Employee salary increases should be implemented in phases: MMA
The Maldives Monetary Authority (MMA) has advised that the government should introduce employee salary increments in phases rather than implementing a simultaneous hike for all state workers. The recommendation was made during a briefing to the Parliament’s Budget Committee today.
MMA Governor Ahmed Munnawar said the most significant fiscal challenge for 2025 will be the planned rise in public sector salaries.
He noted that while efforts toward pay harmonization have been ongoing, a gradual increase is crucial due to the substantial budgetary impact.
According to Munnawar, the proposed salary adjustments represent nearly MVR 3 billion of the national budget.
Implementing the full increase at once, he warned, could place additional strain on the foreign exchange market.

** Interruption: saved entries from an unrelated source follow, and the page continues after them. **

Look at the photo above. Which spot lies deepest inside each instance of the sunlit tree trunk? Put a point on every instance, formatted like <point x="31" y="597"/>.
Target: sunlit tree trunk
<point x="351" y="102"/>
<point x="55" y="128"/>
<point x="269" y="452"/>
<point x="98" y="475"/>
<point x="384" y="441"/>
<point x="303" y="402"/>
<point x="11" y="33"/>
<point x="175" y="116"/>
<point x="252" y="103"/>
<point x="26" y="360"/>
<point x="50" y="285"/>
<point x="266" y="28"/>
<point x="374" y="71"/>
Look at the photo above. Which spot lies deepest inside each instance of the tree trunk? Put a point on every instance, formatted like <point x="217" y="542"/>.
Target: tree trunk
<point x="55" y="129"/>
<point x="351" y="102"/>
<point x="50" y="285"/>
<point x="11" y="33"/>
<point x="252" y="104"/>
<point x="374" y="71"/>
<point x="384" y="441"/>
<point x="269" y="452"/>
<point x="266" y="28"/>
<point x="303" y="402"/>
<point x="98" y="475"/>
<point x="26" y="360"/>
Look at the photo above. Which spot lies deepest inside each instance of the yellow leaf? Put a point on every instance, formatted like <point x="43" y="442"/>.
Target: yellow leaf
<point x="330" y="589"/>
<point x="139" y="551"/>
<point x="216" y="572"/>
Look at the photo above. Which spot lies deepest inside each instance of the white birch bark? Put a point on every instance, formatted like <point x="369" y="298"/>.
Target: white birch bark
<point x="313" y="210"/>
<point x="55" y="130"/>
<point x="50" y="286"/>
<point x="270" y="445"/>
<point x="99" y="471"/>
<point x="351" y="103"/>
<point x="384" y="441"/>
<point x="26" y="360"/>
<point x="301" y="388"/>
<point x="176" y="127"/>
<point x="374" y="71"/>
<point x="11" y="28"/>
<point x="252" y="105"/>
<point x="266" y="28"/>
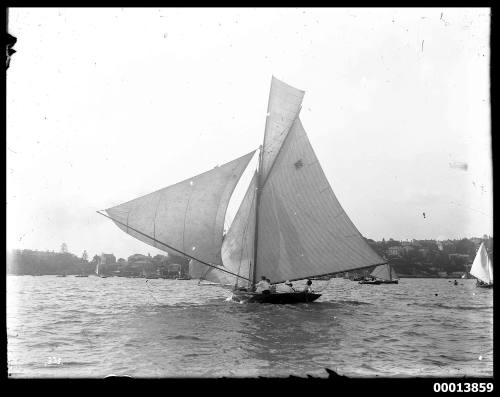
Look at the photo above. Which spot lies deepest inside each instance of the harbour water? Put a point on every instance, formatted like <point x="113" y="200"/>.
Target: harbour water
<point x="95" y="327"/>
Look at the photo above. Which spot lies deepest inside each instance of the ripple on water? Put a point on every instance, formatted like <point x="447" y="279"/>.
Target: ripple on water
<point x="173" y="328"/>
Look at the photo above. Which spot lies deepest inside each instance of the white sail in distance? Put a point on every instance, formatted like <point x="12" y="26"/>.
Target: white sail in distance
<point x="384" y="272"/>
<point x="482" y="267"/>
<point x="187" y="216"/>
<point x="302" y="229"/>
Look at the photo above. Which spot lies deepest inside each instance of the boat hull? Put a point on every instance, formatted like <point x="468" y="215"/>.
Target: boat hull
<point x="282" y="298"/>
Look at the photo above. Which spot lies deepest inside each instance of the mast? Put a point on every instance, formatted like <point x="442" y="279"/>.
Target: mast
<point x="256" y="234"/>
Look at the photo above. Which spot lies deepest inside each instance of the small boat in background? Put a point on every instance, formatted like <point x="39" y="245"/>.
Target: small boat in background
<point x="370" y="282"/>
<point x="385" y="274"/>
<point x="482" y="268"/>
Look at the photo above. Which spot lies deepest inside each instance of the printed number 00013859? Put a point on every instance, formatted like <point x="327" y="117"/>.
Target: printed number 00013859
<point x="463" y="387"/>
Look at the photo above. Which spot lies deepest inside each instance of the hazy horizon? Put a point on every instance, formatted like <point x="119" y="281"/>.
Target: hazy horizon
<point x="105" y="105"/>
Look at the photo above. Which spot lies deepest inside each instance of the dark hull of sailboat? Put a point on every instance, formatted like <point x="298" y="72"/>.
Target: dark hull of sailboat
<point x="282" y="298"/>
<point x="371" y="282"/>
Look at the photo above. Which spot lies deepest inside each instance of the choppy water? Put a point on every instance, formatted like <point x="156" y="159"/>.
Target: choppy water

He explained that Maldives currently receives foreign currency through the Foreign Currency Act, tax revenue, and other dollar-based income sources.
However, securing foreign loans has been difficult in recent years, limiting the MMA’s ability to stabilize the exchange rate. Munnawar stressed that although reserves may improve over time, foreign currency pressures remain a key risk for the coming year.
The Governor added that MMA will continue open market operations and deploy monetary policy tools to ease potential pressures.
The MMA highlighted that next year’s budget allocates MVR 1.7 billion for salary increases for civil servants and employees of independent institutions.
Despite this allocation, the central bank reiterated that raising salaries incrementally is the most fiscally responsible approach.
Munnawar also pointed out that with recurrent expenditure already consuming 99% of state revenue, the government will likely need to rely on additional borrowing to fund capital projects.
Providing further insight, MMA Research Executive Mariyam Rashfa told the committee that raising salaries for all employees at once could lead to higher inflation, increased pressure on the foreign currency market, and adverse effects on the Maldivian rufiyaa exchange rate.
MMA also urged the government to accelerate reforms to reduce recurrent expenditure, specifically recommending targeted subsidy adjustments, and reforms to Aasandha and medical welfare programs.
The authority warned that without improved efficiency in state-owned companies, subsidy burdens will continue to rise.
With the number of state employees expected to reach 54,000 next yearan increase of 7,000 the pressure on public finances is projected to intensify further.